Miriam Ruiz
random thoughts on technology and life











{November 08, 2007}   C and multithreading

Reading mig21′s weblog, in which I often find really interesting stuff, I found Ian Lance Taylor’s article “Single Threaded Memory Model“, which kind of bothers me a bit. It reports a recent discussion on the gcc and LKML mailing lists about how C compilers, gcc in this case, optimize for single threaded code, sometimes leading to counter-intuitive results which won’t work properly in multi-threaded software (leading, for example, to race conditions).

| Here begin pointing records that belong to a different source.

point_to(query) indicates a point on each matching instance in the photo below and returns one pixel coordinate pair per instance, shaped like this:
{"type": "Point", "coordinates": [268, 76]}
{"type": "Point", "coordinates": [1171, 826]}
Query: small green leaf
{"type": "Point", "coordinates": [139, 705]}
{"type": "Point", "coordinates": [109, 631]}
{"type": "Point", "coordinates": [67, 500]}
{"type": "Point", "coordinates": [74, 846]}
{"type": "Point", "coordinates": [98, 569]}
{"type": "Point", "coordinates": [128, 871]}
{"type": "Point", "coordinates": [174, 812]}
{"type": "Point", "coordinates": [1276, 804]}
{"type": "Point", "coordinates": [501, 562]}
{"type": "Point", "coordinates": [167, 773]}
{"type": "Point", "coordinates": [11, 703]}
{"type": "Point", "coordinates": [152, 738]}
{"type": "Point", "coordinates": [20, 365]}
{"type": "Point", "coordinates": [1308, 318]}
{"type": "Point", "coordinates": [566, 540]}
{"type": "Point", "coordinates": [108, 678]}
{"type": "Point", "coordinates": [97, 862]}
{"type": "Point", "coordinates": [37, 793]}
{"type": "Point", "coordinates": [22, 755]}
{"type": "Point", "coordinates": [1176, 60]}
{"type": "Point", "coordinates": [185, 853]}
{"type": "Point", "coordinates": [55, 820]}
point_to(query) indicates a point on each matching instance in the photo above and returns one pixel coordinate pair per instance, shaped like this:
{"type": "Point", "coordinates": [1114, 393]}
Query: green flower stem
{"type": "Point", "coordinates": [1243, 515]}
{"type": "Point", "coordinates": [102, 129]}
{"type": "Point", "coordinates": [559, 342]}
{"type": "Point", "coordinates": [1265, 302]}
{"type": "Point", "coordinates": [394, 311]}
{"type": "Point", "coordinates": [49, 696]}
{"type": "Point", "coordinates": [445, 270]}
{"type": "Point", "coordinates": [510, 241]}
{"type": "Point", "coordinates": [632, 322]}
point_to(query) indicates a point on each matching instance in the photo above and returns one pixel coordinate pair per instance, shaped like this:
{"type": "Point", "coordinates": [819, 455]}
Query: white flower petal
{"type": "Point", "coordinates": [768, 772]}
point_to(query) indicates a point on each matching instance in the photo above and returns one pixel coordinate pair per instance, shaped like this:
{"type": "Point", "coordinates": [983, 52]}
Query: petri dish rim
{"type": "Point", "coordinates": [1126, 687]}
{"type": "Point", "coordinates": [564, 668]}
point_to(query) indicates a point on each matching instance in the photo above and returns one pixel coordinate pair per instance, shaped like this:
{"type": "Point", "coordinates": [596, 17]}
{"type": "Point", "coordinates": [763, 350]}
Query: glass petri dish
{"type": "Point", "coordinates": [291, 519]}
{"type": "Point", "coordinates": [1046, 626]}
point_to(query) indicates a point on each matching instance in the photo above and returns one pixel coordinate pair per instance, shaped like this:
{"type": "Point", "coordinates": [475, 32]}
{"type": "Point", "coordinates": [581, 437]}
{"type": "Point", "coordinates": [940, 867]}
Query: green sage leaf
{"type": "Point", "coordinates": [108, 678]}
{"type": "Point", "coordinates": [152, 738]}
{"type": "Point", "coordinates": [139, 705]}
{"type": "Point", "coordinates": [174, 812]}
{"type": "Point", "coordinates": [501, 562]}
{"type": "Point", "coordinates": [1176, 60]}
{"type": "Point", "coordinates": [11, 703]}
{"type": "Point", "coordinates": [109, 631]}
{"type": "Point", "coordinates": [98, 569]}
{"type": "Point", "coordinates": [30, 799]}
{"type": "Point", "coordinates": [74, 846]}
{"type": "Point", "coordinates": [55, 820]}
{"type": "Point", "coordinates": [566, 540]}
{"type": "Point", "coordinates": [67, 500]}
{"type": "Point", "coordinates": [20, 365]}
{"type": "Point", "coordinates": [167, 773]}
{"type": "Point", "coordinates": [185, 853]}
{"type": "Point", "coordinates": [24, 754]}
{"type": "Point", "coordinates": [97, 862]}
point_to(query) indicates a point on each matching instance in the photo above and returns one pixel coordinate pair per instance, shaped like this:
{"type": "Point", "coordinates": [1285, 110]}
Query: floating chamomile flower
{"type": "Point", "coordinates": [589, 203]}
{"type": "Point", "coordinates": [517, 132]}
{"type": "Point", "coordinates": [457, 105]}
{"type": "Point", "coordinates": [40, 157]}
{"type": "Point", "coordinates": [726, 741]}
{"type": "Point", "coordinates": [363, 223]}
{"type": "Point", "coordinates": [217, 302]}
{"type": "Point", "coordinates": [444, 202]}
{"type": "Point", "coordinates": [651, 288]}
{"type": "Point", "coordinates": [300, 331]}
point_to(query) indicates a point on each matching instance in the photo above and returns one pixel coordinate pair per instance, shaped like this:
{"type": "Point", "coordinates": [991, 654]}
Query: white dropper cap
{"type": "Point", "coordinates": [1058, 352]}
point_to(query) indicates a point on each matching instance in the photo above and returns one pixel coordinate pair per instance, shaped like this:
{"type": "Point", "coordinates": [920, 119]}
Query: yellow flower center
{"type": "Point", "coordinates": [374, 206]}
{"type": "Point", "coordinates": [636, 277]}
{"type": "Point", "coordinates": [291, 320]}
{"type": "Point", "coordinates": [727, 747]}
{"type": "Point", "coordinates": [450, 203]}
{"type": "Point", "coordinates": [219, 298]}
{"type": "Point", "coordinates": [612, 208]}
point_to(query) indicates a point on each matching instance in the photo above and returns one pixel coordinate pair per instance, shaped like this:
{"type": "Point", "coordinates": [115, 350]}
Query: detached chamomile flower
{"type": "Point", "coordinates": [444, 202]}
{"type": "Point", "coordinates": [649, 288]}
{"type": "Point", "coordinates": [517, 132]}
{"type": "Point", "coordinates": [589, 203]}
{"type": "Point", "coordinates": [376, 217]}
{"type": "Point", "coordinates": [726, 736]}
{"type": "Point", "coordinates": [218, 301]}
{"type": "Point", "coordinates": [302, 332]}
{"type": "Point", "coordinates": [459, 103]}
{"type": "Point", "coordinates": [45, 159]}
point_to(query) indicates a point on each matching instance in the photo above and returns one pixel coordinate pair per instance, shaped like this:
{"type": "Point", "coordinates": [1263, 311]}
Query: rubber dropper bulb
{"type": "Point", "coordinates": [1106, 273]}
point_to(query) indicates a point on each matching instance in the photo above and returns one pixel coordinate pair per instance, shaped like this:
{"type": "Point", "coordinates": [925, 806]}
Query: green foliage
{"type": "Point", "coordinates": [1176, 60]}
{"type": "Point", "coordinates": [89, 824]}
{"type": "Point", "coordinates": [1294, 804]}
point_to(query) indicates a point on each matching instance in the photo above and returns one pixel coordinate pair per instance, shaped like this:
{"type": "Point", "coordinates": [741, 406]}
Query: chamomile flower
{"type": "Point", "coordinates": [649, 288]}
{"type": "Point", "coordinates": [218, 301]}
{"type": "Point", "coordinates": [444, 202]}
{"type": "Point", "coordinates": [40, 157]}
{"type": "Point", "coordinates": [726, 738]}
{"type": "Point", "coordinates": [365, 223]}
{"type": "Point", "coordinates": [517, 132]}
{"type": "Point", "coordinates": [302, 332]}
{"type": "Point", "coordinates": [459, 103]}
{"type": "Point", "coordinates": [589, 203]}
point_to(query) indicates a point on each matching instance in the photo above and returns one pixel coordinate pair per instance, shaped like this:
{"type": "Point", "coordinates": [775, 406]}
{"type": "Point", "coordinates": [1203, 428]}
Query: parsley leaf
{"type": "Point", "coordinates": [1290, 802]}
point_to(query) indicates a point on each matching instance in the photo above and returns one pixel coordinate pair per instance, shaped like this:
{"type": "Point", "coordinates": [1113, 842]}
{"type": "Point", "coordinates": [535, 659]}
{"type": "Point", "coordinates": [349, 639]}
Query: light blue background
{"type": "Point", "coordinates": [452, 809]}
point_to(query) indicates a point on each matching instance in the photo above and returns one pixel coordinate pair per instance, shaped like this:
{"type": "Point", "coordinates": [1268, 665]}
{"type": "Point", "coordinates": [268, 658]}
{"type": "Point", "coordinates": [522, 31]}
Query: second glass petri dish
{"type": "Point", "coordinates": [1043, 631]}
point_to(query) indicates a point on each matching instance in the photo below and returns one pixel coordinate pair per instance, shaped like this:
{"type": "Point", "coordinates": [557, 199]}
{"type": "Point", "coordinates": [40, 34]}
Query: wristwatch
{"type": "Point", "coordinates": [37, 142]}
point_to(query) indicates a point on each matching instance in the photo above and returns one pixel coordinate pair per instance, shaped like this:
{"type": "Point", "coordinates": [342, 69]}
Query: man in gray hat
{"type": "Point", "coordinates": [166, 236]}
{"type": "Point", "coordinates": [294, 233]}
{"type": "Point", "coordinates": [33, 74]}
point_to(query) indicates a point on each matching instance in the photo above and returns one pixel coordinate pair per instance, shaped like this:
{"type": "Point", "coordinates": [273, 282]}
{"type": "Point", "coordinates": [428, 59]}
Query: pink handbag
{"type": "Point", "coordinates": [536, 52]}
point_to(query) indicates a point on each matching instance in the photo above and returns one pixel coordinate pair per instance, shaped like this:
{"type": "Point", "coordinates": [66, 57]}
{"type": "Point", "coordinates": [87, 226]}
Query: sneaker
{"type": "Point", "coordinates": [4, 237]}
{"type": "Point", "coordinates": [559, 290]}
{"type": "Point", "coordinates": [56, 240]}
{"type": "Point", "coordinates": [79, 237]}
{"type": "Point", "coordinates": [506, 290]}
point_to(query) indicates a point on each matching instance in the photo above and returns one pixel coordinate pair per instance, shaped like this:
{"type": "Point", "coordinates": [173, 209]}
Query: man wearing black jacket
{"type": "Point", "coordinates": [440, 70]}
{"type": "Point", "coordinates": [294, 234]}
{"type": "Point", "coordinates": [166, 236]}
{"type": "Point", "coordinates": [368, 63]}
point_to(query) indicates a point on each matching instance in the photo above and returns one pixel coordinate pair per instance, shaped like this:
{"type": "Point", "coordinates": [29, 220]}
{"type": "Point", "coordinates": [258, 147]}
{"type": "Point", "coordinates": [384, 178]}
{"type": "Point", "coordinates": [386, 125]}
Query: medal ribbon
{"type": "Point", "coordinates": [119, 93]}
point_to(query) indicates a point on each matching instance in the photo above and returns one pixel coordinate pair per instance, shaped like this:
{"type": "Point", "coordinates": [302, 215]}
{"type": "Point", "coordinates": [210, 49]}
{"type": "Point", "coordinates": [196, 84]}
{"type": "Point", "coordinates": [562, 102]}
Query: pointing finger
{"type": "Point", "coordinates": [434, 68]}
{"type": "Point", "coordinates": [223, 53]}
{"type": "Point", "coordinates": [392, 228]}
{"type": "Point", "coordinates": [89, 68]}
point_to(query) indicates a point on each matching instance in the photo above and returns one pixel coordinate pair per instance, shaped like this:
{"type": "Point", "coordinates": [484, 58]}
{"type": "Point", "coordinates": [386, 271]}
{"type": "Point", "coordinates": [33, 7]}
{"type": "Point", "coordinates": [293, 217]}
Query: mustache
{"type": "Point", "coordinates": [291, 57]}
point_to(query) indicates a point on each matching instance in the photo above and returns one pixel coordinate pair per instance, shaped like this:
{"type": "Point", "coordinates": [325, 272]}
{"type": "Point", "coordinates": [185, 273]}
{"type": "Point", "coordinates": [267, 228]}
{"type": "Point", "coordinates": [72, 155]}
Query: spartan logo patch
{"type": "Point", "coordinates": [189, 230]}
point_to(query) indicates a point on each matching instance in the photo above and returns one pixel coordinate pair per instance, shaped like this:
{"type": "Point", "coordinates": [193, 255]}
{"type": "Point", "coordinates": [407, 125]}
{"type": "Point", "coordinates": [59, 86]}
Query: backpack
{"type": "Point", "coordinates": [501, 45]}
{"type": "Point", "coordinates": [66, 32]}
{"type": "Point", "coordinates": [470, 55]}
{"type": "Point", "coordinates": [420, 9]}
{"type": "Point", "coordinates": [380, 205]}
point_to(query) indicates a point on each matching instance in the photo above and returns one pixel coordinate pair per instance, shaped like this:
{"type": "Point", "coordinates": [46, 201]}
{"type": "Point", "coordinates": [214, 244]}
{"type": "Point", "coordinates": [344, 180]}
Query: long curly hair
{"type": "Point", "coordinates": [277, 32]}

The interesting part is that the C language standard, which in general describes a single threaded model, apparently says nothing about when values have to be written to memory. Thus, this kind of optimization seem to be perfectly valid. Linus Torvalds complains about gcc developers taking more care about “what the spec says” than about real problems, but the fact is that if those kind of optimizations are valid according to the specs, there’s no guarantee at all that it won’t happen with whatever C compiler you might be using.

To prevent this kind of behaviour in standard C, according to Ian, the variable needs to be marked as volatile, or it needs to use an explicit memory barrier. The moral in this case is that multithreading might not be as easy as it seems and should be handled with caution.



jldugger says:

This is why Java is respected as a capable multithreading system — the Java Memory model describes when and how things happen. Memory barriers are a trick that rely on the compiler not optimizing between C files as they’re defined as the top-most compilation unit. In Java that doesn’t hold true, but there are synchronization tools explicit in the language.

The position you’ve taken is basically what Torvalds is complaining about: there is no good memory model for multithreaded C. The volatile keyword doesn’t necessarily get the results you wanted. The best way to make the kernel work is to deviate from the C99 spec in favor of multithreaded application considerations. This of course means dropping some optimizations that are valid in the vast majority of single thread apps. There are bound to be more problems like this in C99, so perhaps its time to invent a smarter systems language that has some ideas to solve real world problems, instead of insisting that the gcc community solve your problems at the expense of others.

I wonder what D and nesC have thought up.



Ben Hutchings says:

Anyone who tells you multithreaded programming is easy, doesn’t understand it…or possibly using some quite different language from C, such as Erlang. If you’re interested in multithreading issues, Herb Sutter’s Effective Concurrency series and Tim Bray’s Wide Finder saga may be worth following. Also see the C++ memory model, which has been incorporated into the next C++ standard and has been designed to be suitable for C as well.



mig21 says:

jldugger: You are right, there is something called Java Memory model (as well as the C memory spec, obsolete for multithreading but with work in progress as Ben says) But Java Model allows the occurrence of counter-intuitive behavior and subtle differences between architectures (see Where the metal meets JVM (An interview with Cliff Click)) No one can scape from reading the spec, multithreading is hard :/

(Thank you, Miriam ;) )



jldugger says:

The problem with Java is mostly that programmers are deathly afraid of the synchronized keyword, when it solves exactly their problem. Also, if your program is big enough that you can’t be sure whether it’s threadsafe, make sure your testing looks like production. Sort of a duh, but I guess people test on Windows when the clients use Niagra / Solaris.